While there haven’t been many details that have been leaked about the chipset, reports suggest that the same chipset will also be used in some of Microsoft’s data centres.

The company is also exploring the option to deploy its new chipsets in the upcoming Surface laptops but reports suggest that it’s more likely to be used in the cloud context rather its computers.

At the moment, Microsoft uses Intel-based processor exclusively to power its Azure cloud services. Intel commands a dominant role in the cloud storage space with up to 90 percent share in that segment.

When the news of the development broke out, Intel’s shares dropped almost 6.3 percent at the close of the trading day.

Why the switch?

Speaking to Engadget, Microsoft spokesperson Frank Shaw said that “because silicon is a foundational building block for technology, we’re continuing to invest in our own capabilities in areas like design, manufacturing and tools, while also fostering and strengthening partnerships with a wide range of chip providers.”

Stuck in the pipeline

This is not the first time that Microsoft has suggested that it wishes to explore new chipset makers. The company has dabbled with ARM-based chipsets in the past as well when it partnered with Qualcomm for the Surface Pro X for its SQ1 processors.
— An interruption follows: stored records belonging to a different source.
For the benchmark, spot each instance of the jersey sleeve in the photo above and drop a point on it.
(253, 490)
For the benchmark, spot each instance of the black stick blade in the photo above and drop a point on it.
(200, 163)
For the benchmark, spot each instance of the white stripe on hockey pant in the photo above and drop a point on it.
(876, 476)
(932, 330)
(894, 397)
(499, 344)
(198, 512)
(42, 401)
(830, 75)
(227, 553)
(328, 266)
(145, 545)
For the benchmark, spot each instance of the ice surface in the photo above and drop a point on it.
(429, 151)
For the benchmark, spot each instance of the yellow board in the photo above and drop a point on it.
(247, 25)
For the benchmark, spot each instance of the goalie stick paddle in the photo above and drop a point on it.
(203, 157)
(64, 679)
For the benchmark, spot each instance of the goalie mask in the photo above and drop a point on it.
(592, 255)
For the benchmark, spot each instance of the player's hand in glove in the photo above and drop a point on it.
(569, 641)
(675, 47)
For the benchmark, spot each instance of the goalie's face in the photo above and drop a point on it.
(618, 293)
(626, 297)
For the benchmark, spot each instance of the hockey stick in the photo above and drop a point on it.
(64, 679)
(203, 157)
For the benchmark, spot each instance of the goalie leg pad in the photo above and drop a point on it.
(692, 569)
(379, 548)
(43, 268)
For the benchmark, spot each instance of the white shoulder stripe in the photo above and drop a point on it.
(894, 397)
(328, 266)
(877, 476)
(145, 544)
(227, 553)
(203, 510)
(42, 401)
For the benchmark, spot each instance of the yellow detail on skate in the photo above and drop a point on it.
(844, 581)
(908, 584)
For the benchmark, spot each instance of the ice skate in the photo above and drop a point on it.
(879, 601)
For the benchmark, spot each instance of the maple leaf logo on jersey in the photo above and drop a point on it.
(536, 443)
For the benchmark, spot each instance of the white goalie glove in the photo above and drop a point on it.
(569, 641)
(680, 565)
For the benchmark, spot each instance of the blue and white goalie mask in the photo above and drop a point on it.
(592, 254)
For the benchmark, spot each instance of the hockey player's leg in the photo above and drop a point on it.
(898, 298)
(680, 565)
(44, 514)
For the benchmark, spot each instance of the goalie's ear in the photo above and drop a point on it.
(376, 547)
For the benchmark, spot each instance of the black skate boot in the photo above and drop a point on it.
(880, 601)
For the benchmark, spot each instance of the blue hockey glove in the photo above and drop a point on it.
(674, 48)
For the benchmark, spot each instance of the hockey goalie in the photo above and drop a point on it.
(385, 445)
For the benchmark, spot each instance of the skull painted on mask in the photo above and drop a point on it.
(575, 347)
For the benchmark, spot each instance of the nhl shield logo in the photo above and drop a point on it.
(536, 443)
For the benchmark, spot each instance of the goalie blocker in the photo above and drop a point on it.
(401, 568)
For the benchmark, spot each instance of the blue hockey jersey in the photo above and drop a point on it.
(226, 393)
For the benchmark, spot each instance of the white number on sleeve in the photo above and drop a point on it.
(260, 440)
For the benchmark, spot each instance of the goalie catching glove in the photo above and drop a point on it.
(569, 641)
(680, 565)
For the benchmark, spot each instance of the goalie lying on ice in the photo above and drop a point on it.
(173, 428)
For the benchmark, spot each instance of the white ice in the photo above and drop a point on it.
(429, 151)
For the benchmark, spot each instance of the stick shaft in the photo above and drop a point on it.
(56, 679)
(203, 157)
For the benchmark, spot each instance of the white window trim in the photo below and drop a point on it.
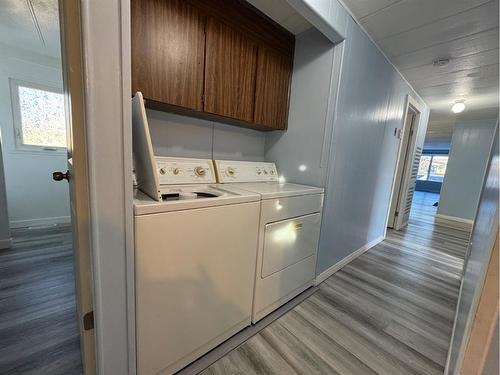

Microsoft worked with the chipset maker to augment the chipset as per its needs.

It was back in 2018 that Microsoft said that it had considered using the ARM-based chipsets from Qualcomm in its Surface Go lineup but later opted-out after Intel had reportedly petitioned it against the idea.

Since Intel has already lost its allegiances with Apple, this move could be a massive blow for Intel which accounts for more than 95 percent of Microsoft’s entire PC and laptop lineup.